Who is Christian Stehlik?

The focus of our lab is to understand the molecular mechanism of inflammation and how chronic inflammation is linked to cancer.  A main interest is the production of the pro-inflammatory mediator interleukin-1 beta (IL-1b).  This protein, which initiates and perpetuates inflammatory reactions, is primarily produced by macrophages, which are a specific type of white blood cell.  Normally, IL-1b is important to promote acute, self-limiting inflammatory reactions to eliminate infections and to promote wound healing.  However, chronic and excessive production of IL-1b contributes to human diseases, including cancer.

True malignancy begins, once tumor cells begin to invade surrounding tissue and eventually break from the primary tumor to establish metastases at secondary sites.  Macrophages are actively recruited by cancer cells into the tumor microenvironment.  Although, macrophages are capable to kill tumor cells, they become frequently manipulated by cancer cells to support tumor growth by providing the needed cytokines, proteases and growth factors for cancer cells to become malignant, and are referred to as tumor-associated macrophages.  More than 15% of all cancers are known to arise from chronic inflammation, including breast, cervical and ovarian cancer. Thus, there is focus on blocking macrophages and inflammation as cancer treatment.  IL-1b from macrophages is required for the invasiveness of tumor cells and metastasis and high IL-1b levels within tumors are associated with more aggressive tumors and bad prognosis, and include breast, colon, lung, head and neck cancer and melanoma.  Anti-IL-1b therapy is investigated for cancer patients.
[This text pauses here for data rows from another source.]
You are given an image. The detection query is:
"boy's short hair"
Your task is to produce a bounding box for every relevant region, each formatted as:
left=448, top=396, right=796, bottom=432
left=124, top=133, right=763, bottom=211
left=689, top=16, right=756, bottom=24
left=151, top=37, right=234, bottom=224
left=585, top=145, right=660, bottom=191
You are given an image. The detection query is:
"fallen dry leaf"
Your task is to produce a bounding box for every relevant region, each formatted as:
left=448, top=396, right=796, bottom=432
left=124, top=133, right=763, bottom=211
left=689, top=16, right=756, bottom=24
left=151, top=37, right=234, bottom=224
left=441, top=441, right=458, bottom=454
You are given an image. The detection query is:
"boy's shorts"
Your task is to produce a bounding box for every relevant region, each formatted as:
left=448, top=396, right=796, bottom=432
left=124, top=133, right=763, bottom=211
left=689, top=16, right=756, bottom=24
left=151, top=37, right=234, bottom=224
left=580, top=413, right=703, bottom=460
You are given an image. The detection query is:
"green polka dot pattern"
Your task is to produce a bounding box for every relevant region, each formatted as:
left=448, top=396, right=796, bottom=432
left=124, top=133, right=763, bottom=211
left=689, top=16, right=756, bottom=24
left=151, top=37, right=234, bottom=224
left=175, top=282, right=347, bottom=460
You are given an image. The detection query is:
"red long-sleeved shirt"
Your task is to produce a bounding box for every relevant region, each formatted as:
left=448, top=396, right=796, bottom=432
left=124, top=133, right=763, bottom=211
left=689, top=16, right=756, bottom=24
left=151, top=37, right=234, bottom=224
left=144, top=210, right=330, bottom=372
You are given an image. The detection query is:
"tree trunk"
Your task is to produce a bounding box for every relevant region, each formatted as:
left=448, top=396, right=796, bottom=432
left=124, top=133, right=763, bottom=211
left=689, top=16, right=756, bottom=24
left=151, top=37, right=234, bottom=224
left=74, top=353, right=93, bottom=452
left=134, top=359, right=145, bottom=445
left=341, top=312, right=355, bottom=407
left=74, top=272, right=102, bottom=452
We study the molecular mechanism by which macrophages produce IL-1b and how one can block chronic and excessive IL-1b production.  We identified 3 novel proteins in human macrophages that can inhibit IL-1b generation and are currently investigating their role in breast cancer metastasis.  In particular we are studying their contribution to the generation of IL-1b in macrophages, their contribution to the recruitment of macrophages to primary tumor sites/cancer cells and cancer cell metastasis.